Perhaps many would describe this as a win-win situation, where Saudi Arabia’s influence grows in tandem with that of the US. However, the increasing emergence of resistance movements has led Riyadh to reconsider its position, where Saudi Arabia’s reliance on US security assistance transforms from an asset to a liability.

The primary objective of the Israeli-Saudi agreement is for Riyadh to acquire a civilian nuclear program, accompanied by security guarantees and potentially undisclosed provisions. While Saudi Arabia could have pursued this technology from China or Russia, its preference for the US underscores its vulnerability to potential sanctions, indicating the difficulty of breaking free from this dependency.
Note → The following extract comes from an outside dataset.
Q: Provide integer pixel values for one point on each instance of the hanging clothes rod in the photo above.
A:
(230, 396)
As previously established, US imperialism historically extends its global influence through wars of encroachment, militarism, and by fostering divisions among the masses. For years, it has exploited sectarianism to stoke regional conflicts funded by Wahhabism. With unparalleled military supremacy, the US could feasibly wipe out the entire monarchy if it so desired—simply because it possesses the unrivaled capability to do so.

Hence, as paradoxical as it may sound, security for Saudi Arabia unavoidably entails the hefty price of regional instability, a situation likely to persist as long as it maintains its current trajectory. This challenge is further exacerbated by rising nuclear tensions, illustrated not only by intensified threats against Iran but also by significant deployments of forces and nuclear arsenals across Europe. While the pursuit and possession of nuclear weapons are often accompanied by the assertion that their use is never intended, primarily due to the catastrophic potential for human existence to cease, it indisputably bolsters a country’s strategic leverage.

On a final yet crucial note, recent developments in relations between Saudi Arabia and Russia carry significant weight for global oil markets. Their decision to uphold oil production cuts not only exerts considerable pressure on commodity prices worldwide but also poses a threat to the US’s grip on Saudi assets. Furthermore, the recent announcement of Saudi Arabia and the UAE’s accession to the BRICS organization adds momentum to global de-dollarization efforts. It is plausible that nations may outwardly maintain positive relations with the US while covertly pursuing de-dollarization objectives. However, amidst these geopolitical shifts, the grim reality persists: the human cost endured by Gazans, with devastating consequences for civilian infrastructure, essential services, and loss of human lives, continues to mount unabated.